Nach Tirol und der Steiermark wurden in Niederösterreich die
wenigsten Unterschriften gezählt, wobei es im Heimatbundesland von
Bundesparteiobmann Michael Spindelegger noch weniger gewesen wären,
würden die im Speckgürtel um Wien abgegebenen
Unterstützungserklärungen nicht zu Niederösterreich gerechnet.

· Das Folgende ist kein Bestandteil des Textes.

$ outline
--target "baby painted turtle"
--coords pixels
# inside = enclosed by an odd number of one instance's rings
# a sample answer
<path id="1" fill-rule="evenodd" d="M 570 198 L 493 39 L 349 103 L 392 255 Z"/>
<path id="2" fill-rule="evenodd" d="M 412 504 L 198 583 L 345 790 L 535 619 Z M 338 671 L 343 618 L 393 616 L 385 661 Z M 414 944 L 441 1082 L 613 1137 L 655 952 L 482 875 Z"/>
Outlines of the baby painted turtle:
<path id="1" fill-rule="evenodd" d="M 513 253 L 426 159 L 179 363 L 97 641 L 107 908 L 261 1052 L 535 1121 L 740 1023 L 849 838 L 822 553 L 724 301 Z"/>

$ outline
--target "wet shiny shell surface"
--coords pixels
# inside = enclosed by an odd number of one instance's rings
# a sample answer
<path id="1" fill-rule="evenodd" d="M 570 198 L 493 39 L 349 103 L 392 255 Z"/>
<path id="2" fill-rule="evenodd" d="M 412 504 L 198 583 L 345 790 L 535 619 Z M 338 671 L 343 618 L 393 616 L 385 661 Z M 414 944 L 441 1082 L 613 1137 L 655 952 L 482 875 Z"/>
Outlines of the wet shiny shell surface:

Im ersten Bezirk in Wien zeigte sich mit einem Ergebnis von mehr als
25 Prozent dagegen ein deutlicher Elitentrend. Die bekanntlich von
der ÖVP dominierten Wiener Bezirke Hietzing und Döbling rangierten am
unteren Ende der Skala wie auch die traditionellen Arbeiterbezirke
Favoriten und Simmering. Der Grund für Letzteres liegt in der
fehlenden Unterstützung durch die SPÖ-Spitze und Bundeskanzler Werner
Faymann.
Keine Einmischung gescheut hat wieder einmal die
Industriellenvereinigung. Wie beim Thema Migration schreckt sie nicht
davor zurück, eine Allianz mit den Grünen einzugehen.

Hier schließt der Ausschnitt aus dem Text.